When enzymatic methods aren’t effective, acidic desizing with dilute hydrochloric acid can break down stubborn starch. Oxidizing agents offer yet another route, converting sizing polymers into water-soluble fragments. Synthetic sizing agents like PVA are generally water-soluble on their own, so they wash out during the standard scouring step without needing enzymes or acid.
For home sewers and garment buyers, the practical version of desizing is simply washing. A regular machine wash in warm water with detergent removes most residual sizing from new fabric or clothing. If fabric feels unusually stiff or has a slightly waxy hand, a second wash usually takes care of it.
Sizing and Skin Sensitivity
Residual sizing chemicals in new clothing can occasionally cause skin irritation, particularly for people with sensitive skin or existing conditions like eczema.
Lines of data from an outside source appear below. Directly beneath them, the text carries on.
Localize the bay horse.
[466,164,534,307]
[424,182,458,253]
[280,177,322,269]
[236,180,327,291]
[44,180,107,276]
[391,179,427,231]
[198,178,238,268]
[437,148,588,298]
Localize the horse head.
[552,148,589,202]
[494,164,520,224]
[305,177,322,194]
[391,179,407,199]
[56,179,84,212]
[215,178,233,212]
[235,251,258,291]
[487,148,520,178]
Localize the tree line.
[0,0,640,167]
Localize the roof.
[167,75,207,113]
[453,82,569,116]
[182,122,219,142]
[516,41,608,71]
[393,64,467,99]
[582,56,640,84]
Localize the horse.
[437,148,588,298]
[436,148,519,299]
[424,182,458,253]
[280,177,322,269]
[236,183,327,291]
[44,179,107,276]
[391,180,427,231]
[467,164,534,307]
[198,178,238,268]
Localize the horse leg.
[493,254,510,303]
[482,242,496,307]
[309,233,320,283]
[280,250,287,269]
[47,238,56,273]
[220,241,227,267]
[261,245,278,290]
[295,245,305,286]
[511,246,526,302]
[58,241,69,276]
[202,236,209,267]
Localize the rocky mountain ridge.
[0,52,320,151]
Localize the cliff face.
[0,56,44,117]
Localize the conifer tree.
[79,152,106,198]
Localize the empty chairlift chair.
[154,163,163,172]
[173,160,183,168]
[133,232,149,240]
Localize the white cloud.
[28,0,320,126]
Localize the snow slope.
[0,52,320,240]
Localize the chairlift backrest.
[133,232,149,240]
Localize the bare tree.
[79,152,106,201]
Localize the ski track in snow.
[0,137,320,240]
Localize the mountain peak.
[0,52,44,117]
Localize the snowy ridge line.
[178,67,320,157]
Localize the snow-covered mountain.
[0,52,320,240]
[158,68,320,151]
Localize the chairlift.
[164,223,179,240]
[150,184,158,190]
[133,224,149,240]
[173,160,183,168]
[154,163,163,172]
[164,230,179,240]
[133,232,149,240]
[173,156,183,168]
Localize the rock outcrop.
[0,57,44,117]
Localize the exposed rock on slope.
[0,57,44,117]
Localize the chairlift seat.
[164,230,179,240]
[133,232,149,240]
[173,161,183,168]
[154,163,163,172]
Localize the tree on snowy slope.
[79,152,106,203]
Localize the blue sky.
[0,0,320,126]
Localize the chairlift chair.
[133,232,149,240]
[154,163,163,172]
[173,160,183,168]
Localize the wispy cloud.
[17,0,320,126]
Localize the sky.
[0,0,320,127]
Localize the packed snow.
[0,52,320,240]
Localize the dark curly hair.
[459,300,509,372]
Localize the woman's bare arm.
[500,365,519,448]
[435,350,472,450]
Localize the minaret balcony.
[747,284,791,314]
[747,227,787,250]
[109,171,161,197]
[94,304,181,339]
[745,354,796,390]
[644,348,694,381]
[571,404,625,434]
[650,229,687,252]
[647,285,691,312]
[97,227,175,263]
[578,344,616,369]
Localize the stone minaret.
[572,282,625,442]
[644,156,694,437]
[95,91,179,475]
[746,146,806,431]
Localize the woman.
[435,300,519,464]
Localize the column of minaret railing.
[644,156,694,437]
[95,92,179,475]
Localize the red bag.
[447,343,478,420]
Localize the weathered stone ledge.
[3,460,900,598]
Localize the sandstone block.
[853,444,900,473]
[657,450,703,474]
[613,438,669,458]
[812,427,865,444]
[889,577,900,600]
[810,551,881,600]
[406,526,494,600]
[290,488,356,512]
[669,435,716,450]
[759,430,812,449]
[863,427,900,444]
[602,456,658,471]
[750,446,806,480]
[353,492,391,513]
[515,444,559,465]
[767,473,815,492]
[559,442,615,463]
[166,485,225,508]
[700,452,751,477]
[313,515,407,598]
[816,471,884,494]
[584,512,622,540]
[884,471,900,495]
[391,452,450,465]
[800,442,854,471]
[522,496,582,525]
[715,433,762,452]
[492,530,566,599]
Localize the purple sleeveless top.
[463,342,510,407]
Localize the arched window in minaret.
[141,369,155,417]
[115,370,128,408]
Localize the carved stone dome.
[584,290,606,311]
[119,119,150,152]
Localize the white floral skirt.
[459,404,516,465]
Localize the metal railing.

Finishing chemicals, including sizing agents and the resins sometimes used alongside them, have been identified as risk factors for contact dermatitis among textile workers with prolonged exposure. For the average consumer, the risk is much lower, but washing new garments before wearing them is a simple way to remove any leftover sizing and reduce the chance of a reaction.
Environmental Impact of Sizing
Desizing generates a significant portion of a textile mill’s wastewater pollution. When starch-based sizing washes off fabric, it creates wastewater with high biological oxygen demand (BOD), meaning the dissolved organic material consumes oxygen as it breaks down in waterways. Studies of textile wastewater have recorded BOD levels ranging from under 10 mg/L to over 1,700 mg/L depending on the production stage, with desizing being one of the heaviest contributors.
This is one reason the industry has shifted toward enzymatic desizing and toward sizing agents that require less material per yard of fabric. Some newer formulations are designed to be recovered and recycled from the wash water rather than discharged, reducing both chemical costs and environmental load. PVA, despite being effective, has drawn scrutiny because it biodegrades slowly in wastewater systems, prompting ongoing work on more easily degradable synthetic alternatives.
Why It Matters for Home Sewers and Consumers
If you’re buying fabric for sewing, sizing affects how the material handles. Heavily sized fabric feels crisp and holds its shape well for cutting and pinning, which is why quilting cottons often retain some sizing. But the finished garment may feel stiffer than expected until you wash it. Pre-washing your fabric before cutting removes sizing, gives you a truer sense of the fabric’s drape, and accounts for any shrinkage that would otherwise happen after your first launder.
For ready-made clothing, that “brand new” crispness is often sizing at work. It gives shirts and sheets a smooth, polished look on the shelf, but it washes out over time. If a new garment feels scratchy or triggers mild irritation, a wash cycle is usually all it takes to strip the sizing and soften the hand of the fabric.